Maybe not. After a lot of consideration I've decided that nostalgia for the simplicity of youth is a self-deception born of the fact that we assume that we regarded childhood issues when we were children in the same way that we would as adults. But I know that not being able to tie my shoe laces at the age of six caused me as much stress as an existential crisis at the age of eighteen does, and resolution seemed just as distant.
Still, I think perhaps I've developed a habit of turning to sobering thoughts rather too frequently, and it hasn't been solely due to soured romance. Actually I'd describe it more as a sobering lack of thought. I'll be in the middle of some reverie, and suddenly everything falls away and I almost hear this voice saying "What now? What next?". Then I'll have five minutes of thinking nothing, feeling... empty I guess. It's like the engine of my mind is giving warning sounds to indicate that unless drastic action is taken, it's going to grind to a halt. So I have to distract my mind from its flagging reserves, whether it's by drinking myself into a stupor, dancing myself into a quivering heap, or being a complete bitch (and yes, that side is growing exponentially).
So what drastic action is needed? A new direction, maybe. A new job would be nice. Ultimately though I think I need a passion. Not someone else (though God knows that whether that sort of thing happens or not has nothing to do with whether you want it), but something else. Something that would stop me from being paralysed the moment superficial distractions are removed, so that I wouldn't need to do something eventful each day just to feel like I'd lived. So that I wouldn't build a minor issue into a mini-series just for the hell of it.

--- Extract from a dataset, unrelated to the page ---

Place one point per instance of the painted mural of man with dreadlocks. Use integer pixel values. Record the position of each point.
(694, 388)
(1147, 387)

In a way music has been my substitute passion for a long time, and blogging for the past two months, but I'd like something that wasn't just a secret side of me I revealed to electronic souls at the dead of night. It's not that I need something to define myself by, but rather some sort of defence mechanism, a sort of "when in doubt, Tim concerns himself with this" clause. I've always disliked tunnel-vision political activists, largely because I've envied that sort of single-minded devotion to one idea. Maybe I'm just falling into the same trap that I complained of the other day (trying to make my life a story) but at least then I'd be writing deep and meaningful blog entries about something, rather than deep and meaningful blog entries about nothing.